In the face of all this, attitudes are changing: Eight percent of young American adults said in 2018 that they were vegetarians, compared with just 2 percent of Americans 55 and older.
I became a vegetarian almost two years ago (not a strict one, and I do eat fish) because my daughter nagged me (“provided moral guidance” would be a nicer spin), and I suspect that ethical and environmental considerations — and the increasing availability of tasty alternatives to meat — will lead our descendants to eat less meat, and be baffled at our casual acceptance of an industrial agricultural model built on large-scale cruelty.
“One day future generations will look back on our abuse of animals in factory farms with the same attitude that we have to the cruelties of the Roman ‘games’ at the Coliseum,” Peter Singer, a Princeton University philosopher, told me. “They will wonder how we could be blind to the suffering we are so needlessly inflicting on billions of animals.”
A second area that I think will leave future generations baffled at our heartlessness is our indifference to suffering in impoverished countries.
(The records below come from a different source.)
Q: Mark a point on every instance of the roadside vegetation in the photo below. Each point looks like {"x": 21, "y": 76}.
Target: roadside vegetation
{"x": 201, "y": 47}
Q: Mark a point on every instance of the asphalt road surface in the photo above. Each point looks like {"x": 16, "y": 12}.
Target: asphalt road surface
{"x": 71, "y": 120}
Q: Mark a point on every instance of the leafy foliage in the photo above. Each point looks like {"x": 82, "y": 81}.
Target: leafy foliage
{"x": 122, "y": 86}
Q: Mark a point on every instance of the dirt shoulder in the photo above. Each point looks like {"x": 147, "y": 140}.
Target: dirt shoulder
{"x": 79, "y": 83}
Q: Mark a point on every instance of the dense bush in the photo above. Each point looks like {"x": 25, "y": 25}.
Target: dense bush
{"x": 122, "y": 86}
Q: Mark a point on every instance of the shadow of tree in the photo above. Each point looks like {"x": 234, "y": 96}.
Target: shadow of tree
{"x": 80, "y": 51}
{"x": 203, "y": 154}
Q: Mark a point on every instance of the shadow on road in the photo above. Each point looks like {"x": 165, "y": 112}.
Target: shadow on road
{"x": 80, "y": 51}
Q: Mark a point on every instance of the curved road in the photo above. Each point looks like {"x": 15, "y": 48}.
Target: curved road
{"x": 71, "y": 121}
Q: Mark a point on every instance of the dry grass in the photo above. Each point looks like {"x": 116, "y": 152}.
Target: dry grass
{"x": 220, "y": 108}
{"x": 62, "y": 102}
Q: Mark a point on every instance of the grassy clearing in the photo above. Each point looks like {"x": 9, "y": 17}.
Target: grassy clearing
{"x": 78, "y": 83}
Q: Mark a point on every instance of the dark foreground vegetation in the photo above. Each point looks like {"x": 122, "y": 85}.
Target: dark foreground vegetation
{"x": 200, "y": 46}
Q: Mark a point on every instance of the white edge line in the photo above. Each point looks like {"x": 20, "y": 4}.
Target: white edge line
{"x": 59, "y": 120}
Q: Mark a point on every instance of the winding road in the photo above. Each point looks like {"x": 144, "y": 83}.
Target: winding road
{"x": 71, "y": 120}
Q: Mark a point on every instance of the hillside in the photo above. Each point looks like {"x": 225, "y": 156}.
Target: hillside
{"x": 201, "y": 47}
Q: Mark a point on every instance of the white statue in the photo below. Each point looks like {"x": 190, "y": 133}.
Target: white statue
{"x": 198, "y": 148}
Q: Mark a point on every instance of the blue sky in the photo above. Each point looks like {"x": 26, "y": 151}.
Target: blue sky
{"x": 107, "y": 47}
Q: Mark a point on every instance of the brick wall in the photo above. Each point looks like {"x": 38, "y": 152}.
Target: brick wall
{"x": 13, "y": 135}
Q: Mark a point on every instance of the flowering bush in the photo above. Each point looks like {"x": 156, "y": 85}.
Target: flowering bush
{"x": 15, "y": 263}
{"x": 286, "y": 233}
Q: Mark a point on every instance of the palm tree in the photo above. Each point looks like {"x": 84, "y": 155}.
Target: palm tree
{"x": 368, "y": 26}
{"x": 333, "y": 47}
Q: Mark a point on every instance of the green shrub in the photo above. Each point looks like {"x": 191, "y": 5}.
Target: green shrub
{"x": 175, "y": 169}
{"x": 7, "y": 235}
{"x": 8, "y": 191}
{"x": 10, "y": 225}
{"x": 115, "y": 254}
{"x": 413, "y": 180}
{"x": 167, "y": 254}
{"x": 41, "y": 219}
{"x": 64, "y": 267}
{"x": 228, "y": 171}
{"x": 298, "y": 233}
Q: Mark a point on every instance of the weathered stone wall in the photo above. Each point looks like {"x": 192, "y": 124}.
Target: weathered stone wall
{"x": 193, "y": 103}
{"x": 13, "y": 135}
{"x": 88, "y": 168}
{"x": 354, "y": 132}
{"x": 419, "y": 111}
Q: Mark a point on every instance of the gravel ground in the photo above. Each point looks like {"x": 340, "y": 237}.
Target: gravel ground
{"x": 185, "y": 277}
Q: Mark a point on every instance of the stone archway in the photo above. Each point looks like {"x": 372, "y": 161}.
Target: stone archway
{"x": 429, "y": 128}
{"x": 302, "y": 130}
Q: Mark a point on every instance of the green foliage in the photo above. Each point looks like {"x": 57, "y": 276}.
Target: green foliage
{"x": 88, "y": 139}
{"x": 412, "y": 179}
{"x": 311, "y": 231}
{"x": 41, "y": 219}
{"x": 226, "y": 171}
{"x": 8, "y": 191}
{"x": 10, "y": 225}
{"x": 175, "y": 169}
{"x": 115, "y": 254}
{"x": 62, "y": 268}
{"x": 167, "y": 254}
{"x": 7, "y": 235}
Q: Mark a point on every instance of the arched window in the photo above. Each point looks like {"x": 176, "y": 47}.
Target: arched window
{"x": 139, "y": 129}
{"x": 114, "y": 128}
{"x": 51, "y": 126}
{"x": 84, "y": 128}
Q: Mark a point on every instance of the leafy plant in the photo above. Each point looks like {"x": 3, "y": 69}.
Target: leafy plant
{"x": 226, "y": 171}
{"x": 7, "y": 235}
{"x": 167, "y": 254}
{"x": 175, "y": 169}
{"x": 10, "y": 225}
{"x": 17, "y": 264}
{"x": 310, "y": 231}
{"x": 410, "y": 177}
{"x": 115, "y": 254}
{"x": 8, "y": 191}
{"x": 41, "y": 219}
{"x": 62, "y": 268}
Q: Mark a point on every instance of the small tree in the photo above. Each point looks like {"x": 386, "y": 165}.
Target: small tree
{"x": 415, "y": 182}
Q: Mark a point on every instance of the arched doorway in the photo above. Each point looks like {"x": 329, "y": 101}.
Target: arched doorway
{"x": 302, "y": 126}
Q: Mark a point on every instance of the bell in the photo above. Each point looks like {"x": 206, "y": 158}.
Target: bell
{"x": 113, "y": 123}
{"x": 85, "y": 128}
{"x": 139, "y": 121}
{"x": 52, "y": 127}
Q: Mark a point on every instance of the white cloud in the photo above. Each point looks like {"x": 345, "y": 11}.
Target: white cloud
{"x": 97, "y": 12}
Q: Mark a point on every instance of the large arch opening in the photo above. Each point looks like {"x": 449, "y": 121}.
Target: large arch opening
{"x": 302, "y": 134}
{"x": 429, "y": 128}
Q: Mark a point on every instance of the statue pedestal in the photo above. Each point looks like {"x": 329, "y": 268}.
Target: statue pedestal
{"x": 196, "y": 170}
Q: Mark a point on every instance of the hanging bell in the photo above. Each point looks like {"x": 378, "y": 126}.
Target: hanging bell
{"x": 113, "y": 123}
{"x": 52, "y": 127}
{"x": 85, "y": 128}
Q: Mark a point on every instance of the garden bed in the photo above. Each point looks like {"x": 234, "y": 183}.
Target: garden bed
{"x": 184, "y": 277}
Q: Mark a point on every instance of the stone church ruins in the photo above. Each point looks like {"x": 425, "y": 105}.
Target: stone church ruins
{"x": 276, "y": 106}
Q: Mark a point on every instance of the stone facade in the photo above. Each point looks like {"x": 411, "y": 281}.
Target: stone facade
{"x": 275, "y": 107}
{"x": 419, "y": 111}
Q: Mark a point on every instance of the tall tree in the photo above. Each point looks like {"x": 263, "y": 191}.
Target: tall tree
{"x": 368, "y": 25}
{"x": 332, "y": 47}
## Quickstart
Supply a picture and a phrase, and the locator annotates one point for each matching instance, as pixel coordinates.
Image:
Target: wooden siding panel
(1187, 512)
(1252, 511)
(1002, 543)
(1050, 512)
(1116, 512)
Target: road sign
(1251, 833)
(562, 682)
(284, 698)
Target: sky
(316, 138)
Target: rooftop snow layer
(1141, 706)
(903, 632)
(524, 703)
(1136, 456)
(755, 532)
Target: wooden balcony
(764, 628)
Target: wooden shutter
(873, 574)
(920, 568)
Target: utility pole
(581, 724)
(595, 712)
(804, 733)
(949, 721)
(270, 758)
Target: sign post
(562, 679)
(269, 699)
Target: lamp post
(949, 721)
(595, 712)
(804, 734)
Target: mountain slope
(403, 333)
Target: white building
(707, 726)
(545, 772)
More than five million young children will die this year around the world from diarrhea, malnutrition or other ailments; we let these children perish essentially because of our own tribalism. They are not a priority to us.
While I denounced the mistreatment of broiler chickens, it’s only fair to note that about 5 percent of those birds die prematurely. In contrast, 7.8 percent of children in sub-Saharan Africa die by the age of 5, according to UNICEF. So heartless agribusiness concerns do a better job ensuring the survival of baby chicks than the international community sometimes does for human babies.
A third area where I suspect our descendants will judge us harshly is climate change. Our generation’s denialism will lead to more extreme weather, more flooded homes, more heat waves — and resentment that early-21st-century humans could have been so selfish as to refuse to take small steps to reduce carbon emissions.
I raised this issue of our moral blind spots in my email newsletter the other day, and one reader, Brad Marston, a physics professor at Brown University, put it this way: “In 100 years our generation may be as poorly regarded as 19th-century racists are today (or worse), due to our failure to tackle climate change, leaving a damaged and possibly ruined planet to future generations.”
So I’m all for re-examining history and removing statues of Confederate generals. But just as important is our obligation to think deeply about our own moral myopia today and address it while there is still time.